Multi-band Eilenberger theory of superconductivity: Systematic low-energy projection

TL;DR

This paper develops a comprehensive multi-band quasiclassical Eilenberger theory for superconductivity, enabling systematic analysis of quasiparticle excitations in complex inhomogeneous systems with inter-band effects.

Contribution

It introduces a systematic derivation of multi-band Eilenberger equations from N-band Gor'kov equations using low-energy projection, including inter-band effects often neglected.

Findings

Framework applies to arbitrary Hamiltonians, including first-principles models.

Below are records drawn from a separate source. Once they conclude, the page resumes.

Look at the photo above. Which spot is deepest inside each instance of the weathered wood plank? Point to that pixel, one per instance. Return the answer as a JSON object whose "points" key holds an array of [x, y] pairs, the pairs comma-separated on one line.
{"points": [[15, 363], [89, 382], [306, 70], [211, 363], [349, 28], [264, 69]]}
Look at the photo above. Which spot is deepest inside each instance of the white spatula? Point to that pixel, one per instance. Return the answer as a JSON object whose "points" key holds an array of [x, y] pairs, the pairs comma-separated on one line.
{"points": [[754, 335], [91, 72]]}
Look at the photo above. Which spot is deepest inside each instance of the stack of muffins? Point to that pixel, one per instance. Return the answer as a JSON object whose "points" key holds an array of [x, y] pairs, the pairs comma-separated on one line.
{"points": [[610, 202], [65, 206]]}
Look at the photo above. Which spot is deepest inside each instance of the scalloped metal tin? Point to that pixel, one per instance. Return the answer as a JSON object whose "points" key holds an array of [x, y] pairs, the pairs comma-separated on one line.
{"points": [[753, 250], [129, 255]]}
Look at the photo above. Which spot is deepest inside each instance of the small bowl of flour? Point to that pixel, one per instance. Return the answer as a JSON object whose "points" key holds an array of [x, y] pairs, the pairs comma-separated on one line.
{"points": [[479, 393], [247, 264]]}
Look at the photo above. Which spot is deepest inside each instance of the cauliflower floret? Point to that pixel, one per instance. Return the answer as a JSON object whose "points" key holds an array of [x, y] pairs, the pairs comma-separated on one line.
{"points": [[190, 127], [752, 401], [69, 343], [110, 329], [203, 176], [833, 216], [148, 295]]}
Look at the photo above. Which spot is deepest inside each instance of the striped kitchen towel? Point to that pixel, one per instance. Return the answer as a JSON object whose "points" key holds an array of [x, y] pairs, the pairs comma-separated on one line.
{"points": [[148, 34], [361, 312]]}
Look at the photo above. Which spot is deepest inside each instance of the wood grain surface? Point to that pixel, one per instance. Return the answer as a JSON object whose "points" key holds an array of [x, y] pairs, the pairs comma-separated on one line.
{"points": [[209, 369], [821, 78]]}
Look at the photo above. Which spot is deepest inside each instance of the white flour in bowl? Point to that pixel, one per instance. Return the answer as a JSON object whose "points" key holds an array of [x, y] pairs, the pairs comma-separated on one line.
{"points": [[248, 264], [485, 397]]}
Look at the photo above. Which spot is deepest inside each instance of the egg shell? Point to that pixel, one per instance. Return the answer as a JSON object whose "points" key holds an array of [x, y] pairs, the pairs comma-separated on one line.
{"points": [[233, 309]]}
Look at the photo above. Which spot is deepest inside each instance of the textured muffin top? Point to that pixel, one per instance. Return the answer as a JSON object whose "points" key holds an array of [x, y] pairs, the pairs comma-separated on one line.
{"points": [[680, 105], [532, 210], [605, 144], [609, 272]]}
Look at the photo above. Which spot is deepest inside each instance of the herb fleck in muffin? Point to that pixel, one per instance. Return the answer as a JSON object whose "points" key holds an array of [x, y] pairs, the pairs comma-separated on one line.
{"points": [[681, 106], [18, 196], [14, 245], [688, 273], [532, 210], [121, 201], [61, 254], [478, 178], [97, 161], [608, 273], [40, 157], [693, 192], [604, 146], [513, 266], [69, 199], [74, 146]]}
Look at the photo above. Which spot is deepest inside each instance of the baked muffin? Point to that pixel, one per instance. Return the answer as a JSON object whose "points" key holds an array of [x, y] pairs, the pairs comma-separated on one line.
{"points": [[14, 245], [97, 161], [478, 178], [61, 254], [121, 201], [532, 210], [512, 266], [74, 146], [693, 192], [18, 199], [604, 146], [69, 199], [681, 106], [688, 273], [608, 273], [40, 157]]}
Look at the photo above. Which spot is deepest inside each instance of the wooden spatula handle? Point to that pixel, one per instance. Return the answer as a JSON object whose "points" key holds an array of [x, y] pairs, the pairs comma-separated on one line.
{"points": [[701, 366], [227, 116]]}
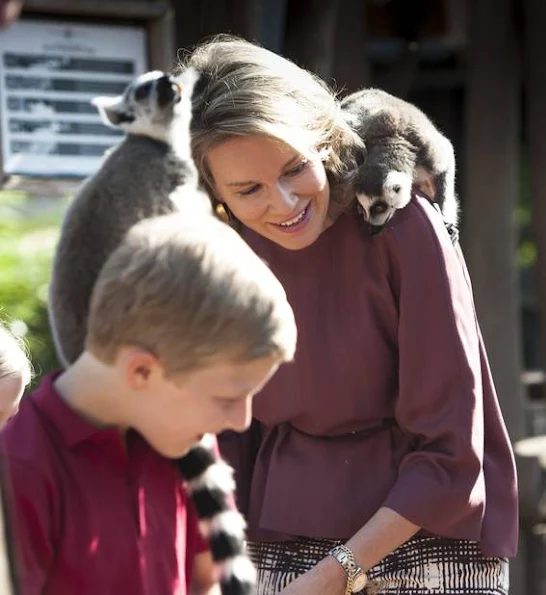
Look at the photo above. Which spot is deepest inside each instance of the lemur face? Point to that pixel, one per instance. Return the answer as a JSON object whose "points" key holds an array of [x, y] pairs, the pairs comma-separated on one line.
{"points": [[383, 183], [379, 201], [146, 105]]}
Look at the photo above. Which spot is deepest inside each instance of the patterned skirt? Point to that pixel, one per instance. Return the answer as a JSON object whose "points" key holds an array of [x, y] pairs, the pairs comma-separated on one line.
{"points": [[422, 565]]}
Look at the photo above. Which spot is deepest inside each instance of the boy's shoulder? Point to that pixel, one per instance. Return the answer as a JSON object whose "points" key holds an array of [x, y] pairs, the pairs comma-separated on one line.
{"points": [[27, 437]]}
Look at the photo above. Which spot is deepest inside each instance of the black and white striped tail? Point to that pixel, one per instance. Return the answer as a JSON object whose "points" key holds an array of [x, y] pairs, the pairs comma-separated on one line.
{"points": [[211, 487]]}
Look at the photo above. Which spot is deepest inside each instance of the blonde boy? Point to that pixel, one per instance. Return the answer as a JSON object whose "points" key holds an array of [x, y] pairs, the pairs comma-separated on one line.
{"points": [[186, 324]]}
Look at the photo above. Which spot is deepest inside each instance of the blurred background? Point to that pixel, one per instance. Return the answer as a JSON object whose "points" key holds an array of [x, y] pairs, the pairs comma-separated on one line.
{"points": [[476, 67]]}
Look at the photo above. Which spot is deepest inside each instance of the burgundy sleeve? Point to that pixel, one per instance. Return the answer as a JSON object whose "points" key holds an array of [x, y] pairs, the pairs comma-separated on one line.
{"points": [[439, 404], [30, 520]]}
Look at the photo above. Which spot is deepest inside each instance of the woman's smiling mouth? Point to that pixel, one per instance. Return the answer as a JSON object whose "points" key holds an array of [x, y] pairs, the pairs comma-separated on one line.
{"points": [[297, 222]]}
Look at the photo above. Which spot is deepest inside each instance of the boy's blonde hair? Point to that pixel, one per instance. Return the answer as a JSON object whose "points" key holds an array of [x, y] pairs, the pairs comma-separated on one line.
{"points": [[245, 89], [189, 291], [13, 357]]}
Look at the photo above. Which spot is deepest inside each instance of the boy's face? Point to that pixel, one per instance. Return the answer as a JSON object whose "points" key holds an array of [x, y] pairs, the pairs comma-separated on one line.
{"points": [[11, 391], [173, 413]]}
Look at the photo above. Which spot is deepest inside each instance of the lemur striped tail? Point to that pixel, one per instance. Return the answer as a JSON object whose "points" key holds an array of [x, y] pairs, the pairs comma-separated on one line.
{"points": [[211, 486]]}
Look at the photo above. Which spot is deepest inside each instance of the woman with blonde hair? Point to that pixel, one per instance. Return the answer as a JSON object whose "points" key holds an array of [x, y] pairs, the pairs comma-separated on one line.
{"points": [[378, 460]]}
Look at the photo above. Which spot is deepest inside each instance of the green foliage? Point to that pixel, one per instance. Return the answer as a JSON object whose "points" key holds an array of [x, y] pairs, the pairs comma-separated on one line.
{"points": [[28, 233]]}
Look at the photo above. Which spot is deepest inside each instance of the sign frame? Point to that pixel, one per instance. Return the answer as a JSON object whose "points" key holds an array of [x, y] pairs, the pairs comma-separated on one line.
{"points": [[156, 18]]}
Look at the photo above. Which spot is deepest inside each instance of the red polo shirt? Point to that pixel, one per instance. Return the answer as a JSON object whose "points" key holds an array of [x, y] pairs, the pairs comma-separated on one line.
{"points": [[93, 516]]}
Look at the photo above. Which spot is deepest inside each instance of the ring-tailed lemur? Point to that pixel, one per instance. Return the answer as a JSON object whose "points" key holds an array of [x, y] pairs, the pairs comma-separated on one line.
{"points": [[149, 173], [401, 142]]}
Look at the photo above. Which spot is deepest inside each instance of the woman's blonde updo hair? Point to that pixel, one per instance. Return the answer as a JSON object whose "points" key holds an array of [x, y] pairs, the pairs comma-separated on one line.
{"points": [[245, 89]]}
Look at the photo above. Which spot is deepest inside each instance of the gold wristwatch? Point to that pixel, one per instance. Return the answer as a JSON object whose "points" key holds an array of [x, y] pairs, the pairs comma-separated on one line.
{"points": [[356, 577]]}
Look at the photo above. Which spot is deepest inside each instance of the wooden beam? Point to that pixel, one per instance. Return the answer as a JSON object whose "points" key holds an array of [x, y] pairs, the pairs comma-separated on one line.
{"points": [[535, 97], [491, 174], [91, 8], [311, 33]]}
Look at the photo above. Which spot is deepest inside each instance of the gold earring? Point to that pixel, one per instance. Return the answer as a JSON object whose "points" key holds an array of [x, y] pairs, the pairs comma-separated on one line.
{"points": [[223, 213]]}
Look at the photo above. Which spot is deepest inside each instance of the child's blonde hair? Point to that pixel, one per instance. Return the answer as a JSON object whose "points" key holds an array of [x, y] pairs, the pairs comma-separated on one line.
{"points": [[245, 89], [13, 357], [189, 291]]}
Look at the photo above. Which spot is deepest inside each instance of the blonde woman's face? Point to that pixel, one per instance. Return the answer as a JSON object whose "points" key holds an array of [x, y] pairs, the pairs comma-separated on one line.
{"points": [[272, 189], [11, 391]]}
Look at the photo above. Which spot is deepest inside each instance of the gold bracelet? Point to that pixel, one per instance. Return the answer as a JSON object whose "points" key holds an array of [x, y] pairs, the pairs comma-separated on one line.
{"points": [[356, 577]]}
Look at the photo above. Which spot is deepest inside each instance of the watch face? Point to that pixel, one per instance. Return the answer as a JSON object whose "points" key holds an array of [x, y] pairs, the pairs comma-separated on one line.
{"points": [[359, 581]]}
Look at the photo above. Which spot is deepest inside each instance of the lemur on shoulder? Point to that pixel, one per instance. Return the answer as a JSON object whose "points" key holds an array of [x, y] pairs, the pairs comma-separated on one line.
{"points": [[402, 147], [149, 173]]}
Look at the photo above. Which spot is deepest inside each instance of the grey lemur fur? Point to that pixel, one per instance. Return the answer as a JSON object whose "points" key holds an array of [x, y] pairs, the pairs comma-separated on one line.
{"points": [[401, 144], [149, 173]]}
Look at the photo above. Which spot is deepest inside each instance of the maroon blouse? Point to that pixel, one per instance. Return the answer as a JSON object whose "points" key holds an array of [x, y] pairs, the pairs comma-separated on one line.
{"points": [[387, 332]]}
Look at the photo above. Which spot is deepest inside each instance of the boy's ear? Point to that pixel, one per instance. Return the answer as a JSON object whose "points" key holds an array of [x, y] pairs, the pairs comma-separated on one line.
{"points": [[113, 110], [139, 366]]}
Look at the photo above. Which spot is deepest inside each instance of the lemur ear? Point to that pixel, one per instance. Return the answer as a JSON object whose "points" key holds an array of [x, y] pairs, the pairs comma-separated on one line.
{"points": [[113, 110]]}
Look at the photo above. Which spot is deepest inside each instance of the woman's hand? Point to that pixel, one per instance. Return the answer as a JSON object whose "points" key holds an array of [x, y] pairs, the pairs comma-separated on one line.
{"points": [[326, 578]]}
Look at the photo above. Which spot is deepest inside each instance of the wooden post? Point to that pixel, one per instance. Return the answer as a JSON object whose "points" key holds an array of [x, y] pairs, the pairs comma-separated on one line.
{"points": [[491, 171], [351, 68], [310, 34], [535, 95]]}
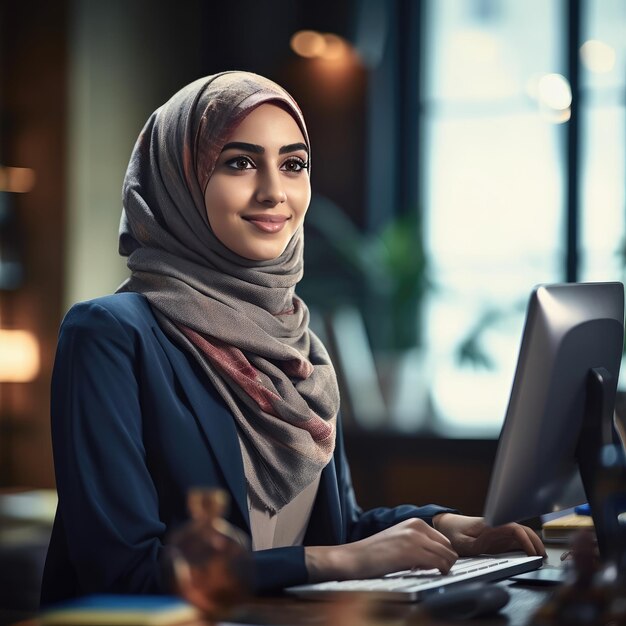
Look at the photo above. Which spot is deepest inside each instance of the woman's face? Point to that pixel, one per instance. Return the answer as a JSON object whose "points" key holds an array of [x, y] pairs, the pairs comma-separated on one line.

Demonstrates non-locality and anisotropy effects in multi-band superconductors.

Applicable to various systems like noncentrosymmetric superconductors and topological materials.

Abstract

We propose the general multi-band quasiclassical Eilenberger theory of superconductivity to describe quasiparticle excitations in inhomogeneous systems. With the use of low-energy projection matrix, the $M$-band quasiclassical Eilenberger equations are systematically obtained from $N$-band Gor'kov equations. Here $M$ is the internal degrees of freedom in the bands crossing the Fermi energy and $N$ is the degree of freedom in a model. Our framework naturally includes inter-band off-diagonal elements of Green's functions, which have usually been neglected in previous multi-band quasiclassical frameworks. The resultant multi-band Eilenberger and Andreev equations are similar to the single-band ones, except for multi-band effects. The multi-band effects can exhibit the non-locality and the anisotropy in the mapped systems. Our framework can be applied to an arbitrary Hamiltonian (e.g. a tight-binding Hamiltonian derived by the first-principle calculation). As examples, we use our framework in various kinds of systems, such as noncentrosymmetric superconductor CePt$_{3}$Si, three-orbital model for Sr$_{2}$RuO$_{4}$, heavy fermion CeCoIn$_{5}$/YbCoIn$_{5}$ superlattice, a topological superconductor with the strong spin-orbit coupling Cu$_{x}$Bi$_{2}$Se$_{3}$, and a surface system on a topological insulator.